For myriad reasons—evolving reader habits, publishing standards changing, the decline of literary mags—poetry, and related readings and events, is in decline (in the mainstream, at least). But with New Jersey’s rich history of poets—Walt Whitman, William Carlos Williams, Allen Ginsberg, Amiri Baraka and many others—you’d think that poetry, and more specifically live readings, would still have a home here; that it’d be a place poetry would thrive.
Perhaps poetry’s popularity has been suffering due to a branding problem. When thinking of poetry readings, the average person might imagine a stuffy room full of academics melodramatically basking in the prose of esteemed poets (a lot of turtlenecks and ironic eyeglasses, for sure). Others, conversely, may envision the starkly different environment that is a poetry slam; which, for better or worse, is by nature a bit more theatrical, intense and competitive.
But the broader question might be the better one: Is poetry accessible today? Will the average person, searching for a release on, say, a random weeknight, travel out of their way to attend a reading/slam? While events that promote inclusion and growth like open mics for music and comedy are now prevalent, does poetry have a similar environment? Is there an audience that can support poetry’s reemergence to the level of prominence in popular culture it held a century ago?

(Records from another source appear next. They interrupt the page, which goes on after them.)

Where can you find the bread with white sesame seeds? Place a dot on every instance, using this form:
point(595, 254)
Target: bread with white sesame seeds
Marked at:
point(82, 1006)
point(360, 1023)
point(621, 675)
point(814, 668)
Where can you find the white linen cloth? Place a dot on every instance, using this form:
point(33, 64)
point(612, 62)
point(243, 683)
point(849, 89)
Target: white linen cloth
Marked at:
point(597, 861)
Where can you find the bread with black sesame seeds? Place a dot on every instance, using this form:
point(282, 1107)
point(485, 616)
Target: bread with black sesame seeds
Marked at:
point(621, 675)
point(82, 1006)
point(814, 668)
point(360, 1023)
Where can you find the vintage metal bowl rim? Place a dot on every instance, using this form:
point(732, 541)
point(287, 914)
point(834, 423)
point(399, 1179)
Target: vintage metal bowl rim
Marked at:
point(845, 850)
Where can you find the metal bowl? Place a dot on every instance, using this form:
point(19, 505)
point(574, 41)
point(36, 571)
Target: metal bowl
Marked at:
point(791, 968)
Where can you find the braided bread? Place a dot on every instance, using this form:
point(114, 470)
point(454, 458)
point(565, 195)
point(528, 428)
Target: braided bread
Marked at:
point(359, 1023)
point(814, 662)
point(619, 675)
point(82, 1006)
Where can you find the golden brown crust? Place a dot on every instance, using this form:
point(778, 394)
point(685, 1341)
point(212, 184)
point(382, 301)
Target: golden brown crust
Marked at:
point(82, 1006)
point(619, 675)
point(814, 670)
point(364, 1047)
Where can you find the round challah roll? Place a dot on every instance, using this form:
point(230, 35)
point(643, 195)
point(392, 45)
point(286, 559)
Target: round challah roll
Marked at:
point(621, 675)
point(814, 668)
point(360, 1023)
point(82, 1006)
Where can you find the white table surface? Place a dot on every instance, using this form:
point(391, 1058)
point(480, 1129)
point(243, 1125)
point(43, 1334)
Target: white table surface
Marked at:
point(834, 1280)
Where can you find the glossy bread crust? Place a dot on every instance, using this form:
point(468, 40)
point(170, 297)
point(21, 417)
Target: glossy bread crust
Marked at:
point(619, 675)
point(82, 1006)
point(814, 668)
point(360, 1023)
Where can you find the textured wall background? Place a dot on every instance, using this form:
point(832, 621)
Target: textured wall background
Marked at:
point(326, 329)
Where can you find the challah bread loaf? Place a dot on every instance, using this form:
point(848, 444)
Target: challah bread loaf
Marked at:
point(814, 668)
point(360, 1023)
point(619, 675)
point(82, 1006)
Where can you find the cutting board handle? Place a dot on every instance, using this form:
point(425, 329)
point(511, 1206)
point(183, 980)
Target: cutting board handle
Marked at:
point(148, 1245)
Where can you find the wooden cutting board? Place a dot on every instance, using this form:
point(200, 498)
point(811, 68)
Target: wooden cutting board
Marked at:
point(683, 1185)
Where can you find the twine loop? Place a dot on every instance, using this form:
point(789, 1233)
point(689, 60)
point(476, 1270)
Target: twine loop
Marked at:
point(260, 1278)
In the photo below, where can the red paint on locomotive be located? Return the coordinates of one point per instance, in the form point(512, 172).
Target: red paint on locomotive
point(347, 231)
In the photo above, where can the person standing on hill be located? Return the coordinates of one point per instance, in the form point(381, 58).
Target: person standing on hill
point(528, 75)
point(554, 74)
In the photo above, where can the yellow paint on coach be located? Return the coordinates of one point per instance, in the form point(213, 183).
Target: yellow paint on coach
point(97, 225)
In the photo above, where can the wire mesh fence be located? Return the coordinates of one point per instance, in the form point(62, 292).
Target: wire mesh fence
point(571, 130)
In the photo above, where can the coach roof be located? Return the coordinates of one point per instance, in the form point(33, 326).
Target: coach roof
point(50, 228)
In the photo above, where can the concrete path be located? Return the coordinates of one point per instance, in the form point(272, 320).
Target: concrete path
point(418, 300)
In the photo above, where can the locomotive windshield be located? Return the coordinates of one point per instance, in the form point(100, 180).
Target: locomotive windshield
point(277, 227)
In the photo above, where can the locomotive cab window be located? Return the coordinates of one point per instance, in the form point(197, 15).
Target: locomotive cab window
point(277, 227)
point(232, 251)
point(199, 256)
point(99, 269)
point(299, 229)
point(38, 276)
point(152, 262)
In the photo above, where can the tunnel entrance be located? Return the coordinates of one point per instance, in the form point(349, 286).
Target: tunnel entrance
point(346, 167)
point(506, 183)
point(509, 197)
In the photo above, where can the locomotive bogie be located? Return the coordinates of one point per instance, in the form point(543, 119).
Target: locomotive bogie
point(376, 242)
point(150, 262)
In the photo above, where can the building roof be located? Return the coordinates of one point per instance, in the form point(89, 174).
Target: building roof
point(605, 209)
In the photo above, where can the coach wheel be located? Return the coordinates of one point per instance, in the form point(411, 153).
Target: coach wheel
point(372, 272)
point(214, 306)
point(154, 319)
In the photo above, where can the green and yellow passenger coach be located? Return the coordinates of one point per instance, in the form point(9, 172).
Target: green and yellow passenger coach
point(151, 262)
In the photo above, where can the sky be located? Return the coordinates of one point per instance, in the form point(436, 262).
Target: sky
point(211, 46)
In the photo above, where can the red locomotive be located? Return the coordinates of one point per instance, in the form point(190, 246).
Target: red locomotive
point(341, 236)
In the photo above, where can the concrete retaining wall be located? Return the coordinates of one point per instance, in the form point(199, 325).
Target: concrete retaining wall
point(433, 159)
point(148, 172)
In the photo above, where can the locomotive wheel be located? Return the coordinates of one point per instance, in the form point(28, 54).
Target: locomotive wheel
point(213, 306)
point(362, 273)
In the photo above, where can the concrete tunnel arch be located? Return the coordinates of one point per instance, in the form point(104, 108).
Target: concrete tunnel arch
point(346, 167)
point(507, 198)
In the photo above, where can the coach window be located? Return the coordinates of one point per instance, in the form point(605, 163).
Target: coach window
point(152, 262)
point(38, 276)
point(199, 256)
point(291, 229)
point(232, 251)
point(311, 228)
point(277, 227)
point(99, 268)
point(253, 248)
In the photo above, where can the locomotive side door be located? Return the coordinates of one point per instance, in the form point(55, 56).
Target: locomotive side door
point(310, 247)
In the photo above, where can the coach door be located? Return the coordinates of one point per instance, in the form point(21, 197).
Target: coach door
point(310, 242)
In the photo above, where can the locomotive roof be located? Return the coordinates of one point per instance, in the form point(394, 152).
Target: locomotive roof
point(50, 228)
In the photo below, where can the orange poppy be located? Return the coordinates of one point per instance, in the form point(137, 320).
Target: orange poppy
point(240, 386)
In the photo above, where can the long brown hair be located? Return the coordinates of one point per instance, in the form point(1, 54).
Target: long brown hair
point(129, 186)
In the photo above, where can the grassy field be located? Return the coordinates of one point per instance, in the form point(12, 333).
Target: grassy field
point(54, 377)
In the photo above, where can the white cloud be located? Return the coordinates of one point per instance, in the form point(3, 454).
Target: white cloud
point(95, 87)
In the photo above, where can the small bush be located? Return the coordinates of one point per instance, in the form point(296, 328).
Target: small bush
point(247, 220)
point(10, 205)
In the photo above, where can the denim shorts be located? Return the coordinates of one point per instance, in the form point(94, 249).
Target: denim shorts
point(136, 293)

A few months ago, NJ Indy started getting tagged in a bunch of poetry events on social media. The show flyers described readings featuring multiple poets followed by open mic segments, and they were held at a variety of venues in Monmouth County, including bars, boutiques and smoke shops. Some of the events were given titles or details that promoted an unassuming, new-Bohemian tone and all came with a tag that piqued our interest: “NJ Poetry Renaissance.”
I finally attended one of these shows, “Poems & Punchlines,” in early August at Nip N Tuck Bar in Long Branch. The program featured sets from both poets and comedians and was followed by an open mic that saw more than a handful of people share their material.
The Jersey sense of humor, laden with self-deprecation and pleasant irreverence, was on full display this night. Everyone who touched the mic, regardless of how polished their act/writing was, was indeed funny. Performers waded into social commentary, and typically followed these heavier issues with timely comedic relief. The interplay of comedy and poetry worked well, and the crowd was engaged and supportive, particularly for a Monday night in the summer. We couldn’t help but feel privileged to be drinking on a bar patio (less than a five-minute drive from the beach), enjoying a free show and not having to suffer through yet another shitty yacht/dad-rock cover band.
After the show, I introduced myself to the supremely gracious co-host, Damian Rucci, who just so happened to be the same guy who was tagging us in all of the Instagram posts. Rucci, a Monmouth County native, is one of the integral members of the aforementioned “NJ Poetry Renaissance” and an outspoken advocate for showcasing poetry to the working class. In our conversation, we discussed the renaissance at length with Rucci, as well as his personal story and the future of accessible poetry in the Garden State.

In your words, what is the NJ poetry renaissance?
Really, I say it’s not a thing or a group; it’s a moment in time. So it’s like a time period. So what I’m saying is when we started throwing around that word, like nine months ago, it was the fact we’re coming back from the pandemic, but this time there’s a concentrated effort, an all-hands-on-deck effort, to bring poetry to the youth and to the working class, as opposed to where it’s kind of been fitting into obscurity with academia, with this contemporary, quiet, uh, upper-class ethos stuff. It is just like, bring it back to the people, poetry for the beggar and the king and everybody else in between. And let’s actually concentrate on doing what we’re about.
What brought it on?
I think culture has changed. For years I had bounced around the country doing poetry readings all over the place. I was at a residency before the pandemic and between 2016 and ’18, it was like this [what the current scene is like], but on training wheels. I had a show in Keyport called “Poetry in the Port”; Cord Moreski had a show in Asbury Park. There were several others, and we had this cool thing going on. But, we thought that was the peak of it. Then I went to Missouri and the shows closed down piece by piece with the pandemic. So I think what happened was that we’re really doing the same thing we were before, it’s just that culture has shifted in the last several years where now young people especially are thinking, “Hey, poetry’s not this cringey word. Let me go see what’s going down. There’s something going down over there.”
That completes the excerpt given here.